Martinmas: Celebrating the Oncoming Winter
We don’t always think of the medieval period as being a time of parties. But people then actually celebrated a variety of special days, many named for saints. Often the saint day observances coincided with earlier (pagan) celebrations.
On Nov. 11, St. Martin’s Day or Martinmas was, indeed, a major holiday. The Martinmas feast, celebrated the end of autumn and the ‘natural’ beginning of winter.
By November the autumn harvest was complete and the land prepared for winter crops. Time to get ready for the challenging days of winter. Hogs that had been turned out into the woods in October to fatten on acorns were brought in and slaughtered, and the meat preserved. Cattle were butchered, as well, keeping only those few used to begin production in the spring. (Food was scarce enough; extra for animals wasn’t available.)
In fact, the term Martinmas (or martlemass) cattle was applied to cattle butchered at this time of year. And the hog slaughter is reflected in the old English saying his “His Martinmas will come as it does to every hog,” meaning “he will get his comeuppance” or “everyone must die” (Wikipedia.com).
Because of this widespread butchering, November was often called Bloodmonth. Sounds gruesome, doesn’t it? Actually, it refers to this period of slaughtering animals to be preserved for food during the long, cold months ahead.
The Old English name for November was ‘Blotmonth’ literally “blood-month,” “the time when the early Saxons prepared for winter by sacrificing animals, which they then butchered and stored for food” (etymonline.com). The name November came from “ninth month” which was where November fell in the old Roman calendar.
This celebration of the end-of-harvest-beginning-of-winter honors St. Martin of Tours. A predominant image of St. Martin is of his cutting his cloak in half during snowstorm and sharing with a beggar he saw along the roadside. It is said that during that same night, he had a dream of Jesus who appeared in half a cloak and said Martin has been chosen.

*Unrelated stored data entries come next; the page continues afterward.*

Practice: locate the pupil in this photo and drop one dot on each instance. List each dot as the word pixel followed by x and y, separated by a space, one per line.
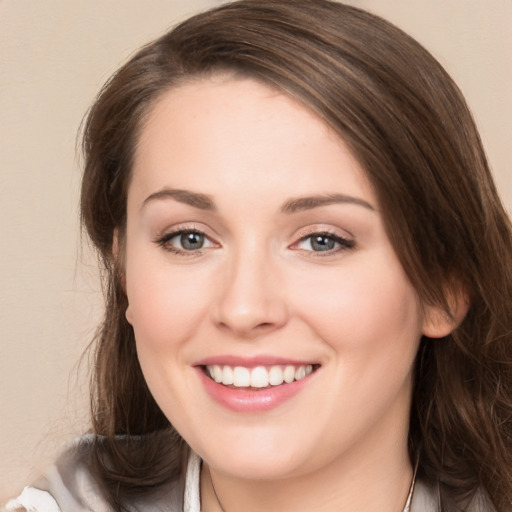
pixel 192 241
pixel 322 243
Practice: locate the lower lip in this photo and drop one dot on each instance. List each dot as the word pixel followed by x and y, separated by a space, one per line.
pixel 244 400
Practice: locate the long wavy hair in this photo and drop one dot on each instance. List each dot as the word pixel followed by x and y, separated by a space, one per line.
pixel 409 127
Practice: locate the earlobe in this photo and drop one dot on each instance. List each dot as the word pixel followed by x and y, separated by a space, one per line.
pixel 438 323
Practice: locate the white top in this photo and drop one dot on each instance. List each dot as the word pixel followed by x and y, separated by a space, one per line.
pixel 421 498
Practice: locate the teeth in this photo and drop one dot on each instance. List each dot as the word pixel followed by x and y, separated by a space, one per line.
pixel 241 377
pixel 258 377
pixel 227 375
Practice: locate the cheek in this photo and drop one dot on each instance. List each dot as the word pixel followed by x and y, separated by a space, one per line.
pixel 166 303
pixel 368 308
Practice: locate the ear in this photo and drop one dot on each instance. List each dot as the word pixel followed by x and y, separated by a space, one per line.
pixel 438 322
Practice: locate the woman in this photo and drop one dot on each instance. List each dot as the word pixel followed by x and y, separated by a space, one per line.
pixel 307 269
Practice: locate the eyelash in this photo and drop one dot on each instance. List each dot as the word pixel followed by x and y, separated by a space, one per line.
pixel 165 239
pixel 343 243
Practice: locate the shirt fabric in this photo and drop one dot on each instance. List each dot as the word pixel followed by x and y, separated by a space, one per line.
pixel 69 487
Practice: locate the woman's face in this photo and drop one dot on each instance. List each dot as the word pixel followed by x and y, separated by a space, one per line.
pixel 256 253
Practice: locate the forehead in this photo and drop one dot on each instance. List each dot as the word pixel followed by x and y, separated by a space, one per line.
pixel 222 132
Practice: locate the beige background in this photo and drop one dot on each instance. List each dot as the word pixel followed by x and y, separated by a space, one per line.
pixel 54 56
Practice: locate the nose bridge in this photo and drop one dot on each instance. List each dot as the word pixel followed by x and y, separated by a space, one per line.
pixel 250 299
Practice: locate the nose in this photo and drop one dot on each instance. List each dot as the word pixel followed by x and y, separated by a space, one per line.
pixel 251 296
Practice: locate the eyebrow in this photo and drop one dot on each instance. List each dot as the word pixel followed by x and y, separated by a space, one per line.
pixel 194 199
pixel 310 202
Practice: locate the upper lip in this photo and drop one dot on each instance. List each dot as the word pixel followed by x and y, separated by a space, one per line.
pixel 251 361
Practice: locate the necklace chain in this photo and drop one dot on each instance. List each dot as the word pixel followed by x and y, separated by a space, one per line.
pixel 214 491
pixel 407 504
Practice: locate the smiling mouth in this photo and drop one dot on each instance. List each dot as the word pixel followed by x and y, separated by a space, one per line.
pixel 259 377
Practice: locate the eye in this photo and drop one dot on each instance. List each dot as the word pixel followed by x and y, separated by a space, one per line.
pixel 324 243
pixel 185 241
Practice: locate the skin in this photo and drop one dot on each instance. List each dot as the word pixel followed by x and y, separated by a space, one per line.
pixel 258 287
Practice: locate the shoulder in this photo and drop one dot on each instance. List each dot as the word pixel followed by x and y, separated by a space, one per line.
pixel 426 498
pixel 69 486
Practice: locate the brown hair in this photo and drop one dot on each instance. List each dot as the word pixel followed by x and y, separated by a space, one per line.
pixel 408 125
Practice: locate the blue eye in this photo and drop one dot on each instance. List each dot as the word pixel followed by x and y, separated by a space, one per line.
pixel 185 241
pixel 324 242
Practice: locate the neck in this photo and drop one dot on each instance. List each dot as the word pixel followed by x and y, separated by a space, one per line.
pixel 353 483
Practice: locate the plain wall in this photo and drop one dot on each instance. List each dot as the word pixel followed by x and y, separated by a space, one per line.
pixel 54 57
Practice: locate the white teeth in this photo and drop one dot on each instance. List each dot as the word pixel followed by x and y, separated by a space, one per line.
pixel 300 373
pixel 289 374
pixel 258 377
pixel 241 377
pixel 227 375
pixel 275 376
pixel 217 373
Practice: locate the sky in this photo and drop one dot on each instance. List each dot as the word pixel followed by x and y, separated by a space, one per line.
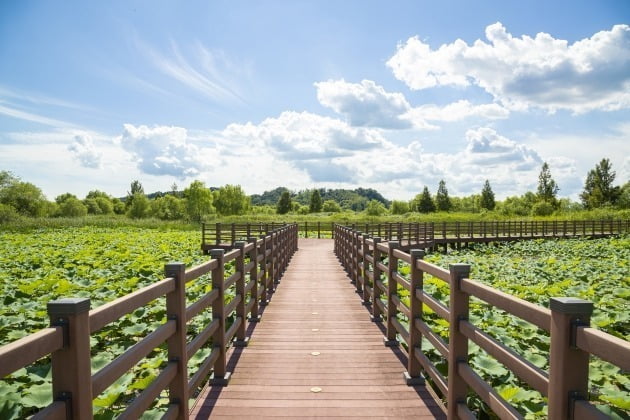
pixel 329 94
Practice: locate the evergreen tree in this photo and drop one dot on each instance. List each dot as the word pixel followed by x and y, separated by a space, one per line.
pixel 442 201
pixel 487 197
pixel 316 202
pixel 598 188
pixel 547 187
pixel 284 204
pixel 426 204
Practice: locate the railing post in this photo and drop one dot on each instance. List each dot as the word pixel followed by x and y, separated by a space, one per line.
pixel 253 276
pixel 392 265
pixel 413 376
pixel 71 376
pixel 241 307
pixel 376 290
pixel 366 269
pixel 457 343
pixel 176 310
pixel 220 377
pixel 264 300
pixel 568 365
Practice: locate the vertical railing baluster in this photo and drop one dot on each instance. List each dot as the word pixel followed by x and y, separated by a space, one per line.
pixel 458 342
pixel 71 376
pixel 414 368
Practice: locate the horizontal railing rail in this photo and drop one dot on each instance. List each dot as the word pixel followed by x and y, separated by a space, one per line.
pixel 425 234
pixel 258 265
pixel 373 266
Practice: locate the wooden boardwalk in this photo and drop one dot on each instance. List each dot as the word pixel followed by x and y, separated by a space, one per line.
pixel 316 353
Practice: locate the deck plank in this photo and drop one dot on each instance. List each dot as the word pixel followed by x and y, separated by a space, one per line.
pixel 315 309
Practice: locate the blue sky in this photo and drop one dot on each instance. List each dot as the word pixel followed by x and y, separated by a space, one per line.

He was a former Roman soldier who later became a humble monk and so deplored the idea of becoming a bishop, tradition says, he hid in a pen of geese. It didn’t save him. The honking geese alerted churchmen to his whereabouts. He was brought forth and ordained Bishop of Tours. Thereafter, geese were identified with St. Martin. And goose traditionally was eaten during the Martinmas feasts. Unless you were poor, of course. Then you couldn’t afford it. If you were lucky, you got chicken. Or maybe pork. Or beef. Those two meats were handy, after all.
In the countryside, this time of bounty was celebrated with bonfires, dancing and, of course, drinking and eating. In Scotland, it was a quarter day. (England’s corresponding quarter day fell in September.)
St. Martin’s day, the first feast day in November, could be considered a ‘man’s day.’ But the second November feast/holiday later in the month was in honor of St. Catherine. It was considered a ‘ladies’ day.’ It gave rise to the term the Catherine Wheel. But that’s another story.
Thanks for stopping by to hear the story of St. Martin’s Day and Feast. It sounds a lot like Thanksgiving, doesn’t it? What’s your favorite Thanksgiving dish?